Mumps on the rise in Pardubice
Cases of the mumps are on the rise in the central region of Pardubice. Epidemiologists have recorded 420 cases in the region in the last two months since the beginning of the year as compared to 220 cases in 2011 total. According to the regional hygienic station most of the cases are in the area of Pardubice and Chrudim, followed by a rise in Ústí nad Orlicí. Young people aged 15 to 16 are apparently most susceptible to the illness. Research is now being conducted to determine why the virus is spreading despite the fact that most of the population is vaccinated - whether the vaccine stopped being effective or whether the virus has mutated.

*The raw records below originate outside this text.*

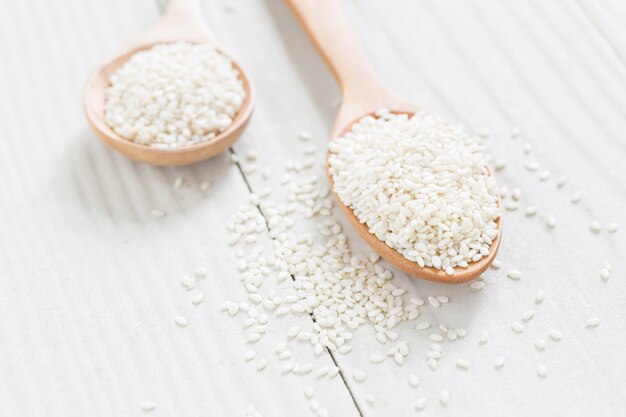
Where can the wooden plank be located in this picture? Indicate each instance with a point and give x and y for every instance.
(91, 280)
(480, 66)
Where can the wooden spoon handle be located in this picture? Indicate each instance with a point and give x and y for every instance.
(330, 32)
(181, 20)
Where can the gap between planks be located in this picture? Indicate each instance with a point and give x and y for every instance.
(160, 4)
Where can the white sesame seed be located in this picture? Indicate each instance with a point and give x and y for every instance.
(542, 371)
(253, 337)
(539, 297)
(322, 371)
(423, 325)
(516, 194)
(514, 274)
(531, 166)
(434, 301)
(359, 376)
(197, 299)
(531, 211)
(499, 362)
(499, 165)
(178, 182)
(555, 335)
(147, 406)
(517, 327)
(376, 358)
(444, 397)
(158, 213)
(540, 344)
(436, 337)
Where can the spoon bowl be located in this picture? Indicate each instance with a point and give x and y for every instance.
(364, 94)
(181, 22)
(473, 270)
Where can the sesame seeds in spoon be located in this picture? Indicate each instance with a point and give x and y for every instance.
(413, 186)
(120, 104)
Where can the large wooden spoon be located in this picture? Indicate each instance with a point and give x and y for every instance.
(363, 94)
(182, 21)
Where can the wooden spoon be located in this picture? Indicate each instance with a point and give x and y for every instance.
(363, 94)
(182, 21)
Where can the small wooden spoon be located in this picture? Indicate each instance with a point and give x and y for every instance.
(363, 94)
(182, 21)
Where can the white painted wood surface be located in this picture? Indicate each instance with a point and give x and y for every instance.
(89, 280)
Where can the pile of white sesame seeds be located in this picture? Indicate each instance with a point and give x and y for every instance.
(173, 95)
(421, 185)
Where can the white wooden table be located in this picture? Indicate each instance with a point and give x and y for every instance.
(89, 280)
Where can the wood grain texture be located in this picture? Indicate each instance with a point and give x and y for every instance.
(89, 280)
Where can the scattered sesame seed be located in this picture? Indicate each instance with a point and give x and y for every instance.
(514, 274)
(531, 211)
(540, 344)
(517, 327)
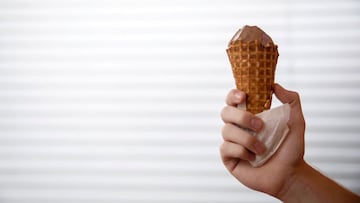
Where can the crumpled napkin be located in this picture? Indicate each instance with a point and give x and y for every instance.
(273, 133)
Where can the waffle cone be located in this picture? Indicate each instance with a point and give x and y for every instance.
(253, 66)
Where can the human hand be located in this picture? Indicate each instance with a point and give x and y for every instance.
(239, 146)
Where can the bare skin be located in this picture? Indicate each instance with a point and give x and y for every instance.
(286, 175)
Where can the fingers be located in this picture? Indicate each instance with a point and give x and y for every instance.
(242, 118)
(234, 134)
(231, 150)
(235, 97)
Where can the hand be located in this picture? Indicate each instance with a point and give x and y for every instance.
(239, 146)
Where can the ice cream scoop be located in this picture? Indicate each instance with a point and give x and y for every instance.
(253, 58)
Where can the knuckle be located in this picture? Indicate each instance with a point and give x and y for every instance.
(223, 112)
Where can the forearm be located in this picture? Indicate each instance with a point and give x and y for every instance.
(309, 185)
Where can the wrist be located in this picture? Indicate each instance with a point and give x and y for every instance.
(293, 189)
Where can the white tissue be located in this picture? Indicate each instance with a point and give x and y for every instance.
(273, 133)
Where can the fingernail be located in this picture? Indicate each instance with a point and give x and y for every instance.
(238, 96)
(259, 147)
(256, 123)
(252, 157)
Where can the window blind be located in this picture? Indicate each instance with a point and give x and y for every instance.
(119, 101)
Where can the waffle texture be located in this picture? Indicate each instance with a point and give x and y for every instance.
(253, 66)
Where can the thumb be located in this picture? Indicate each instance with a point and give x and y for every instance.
(286, 96)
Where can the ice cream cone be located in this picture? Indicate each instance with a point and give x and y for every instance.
(253, 65)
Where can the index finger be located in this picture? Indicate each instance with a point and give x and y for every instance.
(235, 97)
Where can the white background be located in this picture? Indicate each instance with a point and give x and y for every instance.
(119, 101)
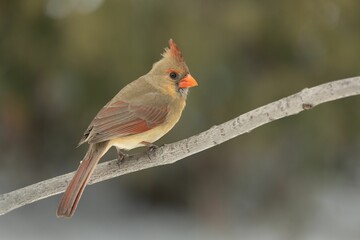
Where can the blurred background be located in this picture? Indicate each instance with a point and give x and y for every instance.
(296, 178)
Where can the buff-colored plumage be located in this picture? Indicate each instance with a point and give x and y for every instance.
(141, 113)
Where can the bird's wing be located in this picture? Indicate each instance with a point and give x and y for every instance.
(121, 118)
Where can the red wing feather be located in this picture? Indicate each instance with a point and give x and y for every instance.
(122, 119)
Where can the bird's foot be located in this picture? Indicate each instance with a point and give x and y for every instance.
(151, 147)
(121, 156)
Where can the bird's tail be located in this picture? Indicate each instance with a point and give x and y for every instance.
(77, 185)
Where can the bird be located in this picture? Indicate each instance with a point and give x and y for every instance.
(139, 114)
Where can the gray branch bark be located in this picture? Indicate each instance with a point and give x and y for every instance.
(170, 153)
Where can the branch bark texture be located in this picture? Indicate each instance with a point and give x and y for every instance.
(170, 153)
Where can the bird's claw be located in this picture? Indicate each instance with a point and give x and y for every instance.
(121, 157)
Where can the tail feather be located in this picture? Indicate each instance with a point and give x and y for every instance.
(77, 185)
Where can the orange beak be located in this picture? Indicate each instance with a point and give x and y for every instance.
(187, 82)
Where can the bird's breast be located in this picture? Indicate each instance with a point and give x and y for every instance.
(152, 135)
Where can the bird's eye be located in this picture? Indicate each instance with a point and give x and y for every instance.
(173, 75)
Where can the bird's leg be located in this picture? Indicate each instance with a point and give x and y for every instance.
(121, 156)
(151, 146)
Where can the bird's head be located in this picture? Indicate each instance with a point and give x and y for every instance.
(172, 70)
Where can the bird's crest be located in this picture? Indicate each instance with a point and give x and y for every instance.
(173, 51)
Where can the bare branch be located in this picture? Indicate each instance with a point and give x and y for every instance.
(170, 153)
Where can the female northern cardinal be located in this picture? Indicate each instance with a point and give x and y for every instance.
(141, 113)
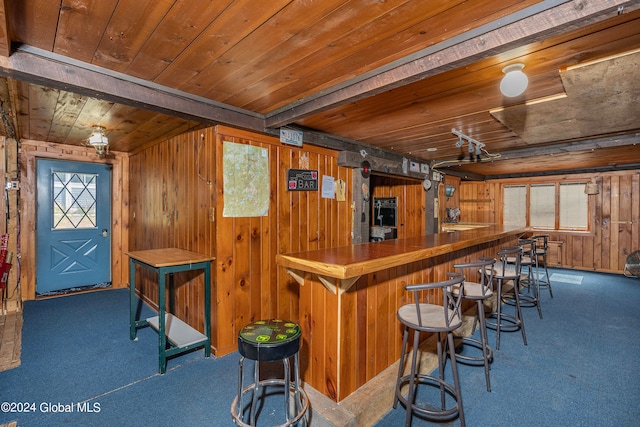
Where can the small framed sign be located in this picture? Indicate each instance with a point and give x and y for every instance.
(291, 137)
(302, 180)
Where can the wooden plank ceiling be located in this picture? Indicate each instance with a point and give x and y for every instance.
(396, 75)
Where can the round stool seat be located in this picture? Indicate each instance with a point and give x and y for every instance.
(269, 340)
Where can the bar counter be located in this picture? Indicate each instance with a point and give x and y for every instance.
(349, 297)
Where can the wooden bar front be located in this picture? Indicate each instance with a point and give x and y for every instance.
(350, 295)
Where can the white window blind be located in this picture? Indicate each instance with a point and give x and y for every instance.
(515, 205)
(573, 206)
(543, 205)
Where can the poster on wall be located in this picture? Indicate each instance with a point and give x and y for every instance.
(245, 180)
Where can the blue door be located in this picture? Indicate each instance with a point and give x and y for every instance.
(73, 225)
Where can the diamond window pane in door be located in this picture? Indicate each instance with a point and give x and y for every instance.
(74, 200)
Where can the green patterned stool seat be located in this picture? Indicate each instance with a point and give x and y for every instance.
(269, 340)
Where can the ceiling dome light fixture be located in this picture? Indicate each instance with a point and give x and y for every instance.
(99, 141)
(514, 81)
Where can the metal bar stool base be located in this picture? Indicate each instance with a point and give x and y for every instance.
(300, 401)
(445, 414)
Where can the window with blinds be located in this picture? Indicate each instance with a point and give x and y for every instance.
(542, 205)
(515, 205)
(552, 206)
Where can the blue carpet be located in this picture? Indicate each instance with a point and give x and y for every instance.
(76, 350)
(580, 367)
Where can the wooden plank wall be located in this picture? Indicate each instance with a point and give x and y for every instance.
(172, 206)
(30, 151)
(172, 193)
(356, 335)
(249, 283)
(412, 203)
(614, 217)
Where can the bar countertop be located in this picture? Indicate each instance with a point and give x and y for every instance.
(349, 262)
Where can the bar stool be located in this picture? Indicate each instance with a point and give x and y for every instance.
(478, 292)
(504, 272)
(542, 247)
(268, 341)
(529, 260)
(439, 319)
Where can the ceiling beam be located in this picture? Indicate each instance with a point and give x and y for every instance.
(593, 170)
(5, 40)
(537, 22)
(58, 72)
(561, 148)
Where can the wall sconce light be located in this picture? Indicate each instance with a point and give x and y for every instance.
(99, 141)
(514, 81)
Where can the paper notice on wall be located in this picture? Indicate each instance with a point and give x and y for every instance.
(341, 190)
(328, 187)
(245, 180)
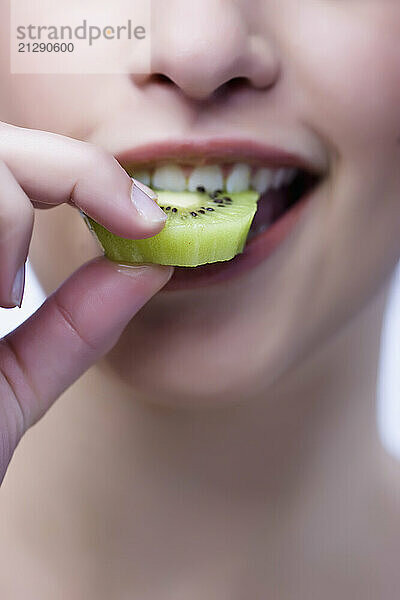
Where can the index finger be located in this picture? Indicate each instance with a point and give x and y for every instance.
(54, 169)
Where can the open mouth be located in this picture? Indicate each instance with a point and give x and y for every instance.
(284, 189)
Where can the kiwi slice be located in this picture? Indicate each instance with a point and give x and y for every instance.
(200, 229)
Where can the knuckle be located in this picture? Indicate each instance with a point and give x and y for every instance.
(70, 323)
(16, 219)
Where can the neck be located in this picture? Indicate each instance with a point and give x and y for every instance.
(220, 477)
(323, 409)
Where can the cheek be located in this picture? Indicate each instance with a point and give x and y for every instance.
(350, 71)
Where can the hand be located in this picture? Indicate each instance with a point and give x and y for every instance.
(85, 316)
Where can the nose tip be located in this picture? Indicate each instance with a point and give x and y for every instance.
(208, 48)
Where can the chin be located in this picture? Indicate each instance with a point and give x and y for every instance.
(174, 355)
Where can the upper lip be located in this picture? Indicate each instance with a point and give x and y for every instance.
(218, 150)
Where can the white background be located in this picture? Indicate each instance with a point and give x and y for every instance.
(388, 405)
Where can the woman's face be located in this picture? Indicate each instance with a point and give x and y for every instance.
(321, 79)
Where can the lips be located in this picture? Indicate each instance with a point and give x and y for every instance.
(278, 209)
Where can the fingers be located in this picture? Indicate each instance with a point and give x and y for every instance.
(53, 169)
(78, 324)
(16, 223)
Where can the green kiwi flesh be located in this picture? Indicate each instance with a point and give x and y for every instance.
(200, 229)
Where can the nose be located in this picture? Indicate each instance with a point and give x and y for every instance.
(199, 45)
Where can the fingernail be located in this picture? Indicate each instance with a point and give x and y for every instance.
(18, 287)
(145, 205)
(134, 269)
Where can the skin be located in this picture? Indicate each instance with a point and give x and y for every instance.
(283, 460)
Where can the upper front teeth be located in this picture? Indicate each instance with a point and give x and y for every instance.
(262, 180)
(239, 178)
(169, 177)
(210, 177)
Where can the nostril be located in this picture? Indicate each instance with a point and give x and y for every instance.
(236, 84)
(161, 78)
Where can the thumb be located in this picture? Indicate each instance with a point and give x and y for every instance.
(78, 323)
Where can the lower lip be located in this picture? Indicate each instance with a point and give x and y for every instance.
(256, 251)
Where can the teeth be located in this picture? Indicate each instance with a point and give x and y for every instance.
(239, 179)
(143, 176)
(210, 177)
(279, 178)
(262, 180)
(169, 177)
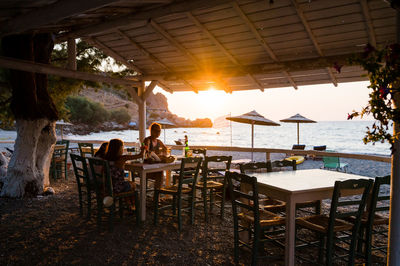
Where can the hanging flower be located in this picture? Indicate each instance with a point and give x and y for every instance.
(337, 67)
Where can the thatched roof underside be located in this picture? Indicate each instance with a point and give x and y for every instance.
(229, 45)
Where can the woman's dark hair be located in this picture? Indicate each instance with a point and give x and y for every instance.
(101, 152)
(115, 150)
(155, 125)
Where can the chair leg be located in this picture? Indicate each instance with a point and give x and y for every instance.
(137, 209)
(236, 240)
(80, 201)
(179, 212)
(204, 194)
(192, 209)
(120, 208)
(156, 197)
(256, 242)
(89, 203)
(223, 199)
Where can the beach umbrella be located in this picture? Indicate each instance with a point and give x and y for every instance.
(297, 118)
(165, 123)
(62, 123)
(253, 118)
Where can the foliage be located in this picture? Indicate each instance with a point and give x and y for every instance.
(84, 111)
(383, 67)
(121, 116)
(89, 59)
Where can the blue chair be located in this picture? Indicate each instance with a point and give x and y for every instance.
(333, 162)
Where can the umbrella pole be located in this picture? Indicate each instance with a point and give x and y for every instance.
(252, 141)
(298, 138)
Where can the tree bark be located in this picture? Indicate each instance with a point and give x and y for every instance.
(35, 114)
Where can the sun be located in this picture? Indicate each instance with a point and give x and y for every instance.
(214, 101)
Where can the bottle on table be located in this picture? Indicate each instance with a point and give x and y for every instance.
(186, 147)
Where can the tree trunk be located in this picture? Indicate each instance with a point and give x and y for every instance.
(35, 114)
(26, 170)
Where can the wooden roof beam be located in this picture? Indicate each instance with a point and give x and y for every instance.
(221, 47)
(261, 40)
(144, 15)
(29, 66)
(368, 21)
(50, 14)
(165, 87)
(149, 55)
(265, 68)
(303, 19)
(177, 45)
(93, 41)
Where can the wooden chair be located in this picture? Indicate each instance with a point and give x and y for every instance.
(58, 165)
(333, 229)
(103, 184)
(267, 203)
(373, 222)
(249, 220)
(85, 186)
(210, 182)
(185, 186)
(333, 162)
(199, 151)
(84, 151)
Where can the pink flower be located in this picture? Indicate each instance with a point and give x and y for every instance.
(337, 67)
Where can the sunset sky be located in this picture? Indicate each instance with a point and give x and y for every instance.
(317, 102)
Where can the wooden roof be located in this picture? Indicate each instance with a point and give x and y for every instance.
(229, 45)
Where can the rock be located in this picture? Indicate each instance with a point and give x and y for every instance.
(3, 166)
(48, 191)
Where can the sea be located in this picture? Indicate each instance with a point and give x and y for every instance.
(339, 136)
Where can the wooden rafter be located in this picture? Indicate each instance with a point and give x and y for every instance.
(303, 19)
(151, 56)
(260, 39)
(144, 15)
(165, 87)
(368, 21)
(50, 14)
(182, 49)
(221, 47)
(51, 70)
(266, 68)
(95, 42)
(134, 94)
(255, 31)
(149, 89)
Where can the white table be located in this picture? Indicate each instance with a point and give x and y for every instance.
(143, 169)
(298, 186)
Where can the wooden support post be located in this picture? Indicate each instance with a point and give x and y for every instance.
(71, 54)
(393, 258)
(142, 113)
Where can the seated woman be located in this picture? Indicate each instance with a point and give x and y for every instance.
(117, 161)
(101, 152)
(153, 144)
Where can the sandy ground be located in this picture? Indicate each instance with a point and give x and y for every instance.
(50, 231)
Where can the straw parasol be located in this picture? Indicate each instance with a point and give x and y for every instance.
(62, 123)
(165, 123)
(297, 118)
(253, 118)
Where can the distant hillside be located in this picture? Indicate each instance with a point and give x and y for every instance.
(157, 107)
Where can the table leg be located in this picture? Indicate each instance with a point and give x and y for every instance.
(142, 196)
(290, 232)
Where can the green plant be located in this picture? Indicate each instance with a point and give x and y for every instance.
(383, 67)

One World festival begins 14th year
The One World International Human Rights Film Festival begins on Tuesday evening in Prague’s Světozor and Lucerna cinemas. Now in its 14th year, the festival will be showcasing documentary works from 44 countries with the main theme being protest, unrest and revolt. The People in Need foundation, which organises the event, will also award its annual Homo Homini award to an underground network of health care workers called Doctors Coordinate of Damascus. The festival will later move on from Prague to 40 other Czech towns.
Transit authority settles over boy injured on escalator
The Prague transit authority will pay 220,000 crowns to a boy who lost part of his foot on an escalator in the Prague metro three years ago. The family of the boy, who was four years old at the time and had to have three toes amputated, had originally sought more than half a million while the transit authority offered 120 thousand. The court recommended that the parties reach a settlement spokeswoman for the company said it was the only and the last case that the transit authority would handle through a payment. As many as seven children have reportedly gotten stuck in metro escalators in the last two years, though no one has sought damages. The company has since installed special brushes intended to prevent such accidents.
Weather
Conditions over the coming days are expected to be mostly clear with daytime highs around 5° Celsius.